Toward Robust Parameterizations in Ecosystem-Level Photosynthesis Models

In a model simulating dynamics of a system, parameters can represent system sensitivities and unresolved processes, therefore affecting model accuracy and uncertainty. Taking a light use efficiency (LUE) model as an example, which is a typical approach for estimating gross primary productivity (GPP), we propose a Simultaneous Parameter Inversion and Extrapolation approach (SPIE) to overcome issues stemming from plant-functional-type (PFT)-dependent parameterizations. SPIE refers to predicting model parameters using an artificial neural network based on collected variables, including PFT, climate types, bioclimatic variables, vegetation features, atmospheric nitrogen and phosphorus deposition, and soil properties. The neural network was optimized to minimize GPP errors and constrain LUE model sensitivity functions.
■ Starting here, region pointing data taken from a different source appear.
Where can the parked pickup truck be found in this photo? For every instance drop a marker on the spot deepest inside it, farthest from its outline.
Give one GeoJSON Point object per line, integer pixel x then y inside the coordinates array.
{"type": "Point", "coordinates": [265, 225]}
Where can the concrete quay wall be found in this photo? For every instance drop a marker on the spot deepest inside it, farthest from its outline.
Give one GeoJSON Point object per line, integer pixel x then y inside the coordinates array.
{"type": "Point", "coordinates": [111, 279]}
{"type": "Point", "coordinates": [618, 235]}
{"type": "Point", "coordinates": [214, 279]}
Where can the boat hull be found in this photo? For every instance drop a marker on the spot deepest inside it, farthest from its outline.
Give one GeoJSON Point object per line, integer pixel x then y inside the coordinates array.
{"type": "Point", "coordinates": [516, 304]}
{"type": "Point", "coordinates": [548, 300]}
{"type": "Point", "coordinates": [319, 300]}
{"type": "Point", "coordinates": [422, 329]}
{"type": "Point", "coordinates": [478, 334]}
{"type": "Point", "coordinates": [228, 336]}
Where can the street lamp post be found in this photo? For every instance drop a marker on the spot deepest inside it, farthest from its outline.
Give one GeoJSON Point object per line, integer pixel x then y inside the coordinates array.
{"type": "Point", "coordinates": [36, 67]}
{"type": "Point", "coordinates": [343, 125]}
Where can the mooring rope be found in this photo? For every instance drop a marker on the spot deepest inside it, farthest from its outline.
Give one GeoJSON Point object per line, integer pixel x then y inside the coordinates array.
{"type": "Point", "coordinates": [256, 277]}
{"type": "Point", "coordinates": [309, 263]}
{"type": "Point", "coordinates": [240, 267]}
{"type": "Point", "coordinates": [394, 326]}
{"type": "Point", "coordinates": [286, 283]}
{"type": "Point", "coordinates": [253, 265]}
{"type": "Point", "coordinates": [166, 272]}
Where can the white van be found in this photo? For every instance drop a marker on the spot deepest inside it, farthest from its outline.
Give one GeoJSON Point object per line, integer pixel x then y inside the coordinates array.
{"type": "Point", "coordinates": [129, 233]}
We compared SPIE with 11 typical parameter extrapolating methods, including PFT- and climate-specific parameterizations, global and PFT-based parameter optimization, site-similarity, and regression approaches. All methods were assessed using Nash-Sutcliffe model efficiency (NSE), determination coefficient and normalized root mean squared error, and contrasted with site-specific calibrations. Ten-fold cross-validated results showed that SPIE had the best performance across sites, various temporal scales and assessing metrics. Taking site-level calibrations as a benchmark (NSE = 0.95), SPIE performed with an NSE of 0.68, while all the other investigated approaches showed negative NSE. The Shapley value, layer-wise relevance and partial dependence showed that vegetation features, bioclimatic variables, soil properties and some PFTs determine parameters. SPIE overcomes strong limitations observed in many standard parameterization methods. We argue that expanding SPIE to other models overcomes current limits and serves as an entry point to investigate the robustness and generalization of different models.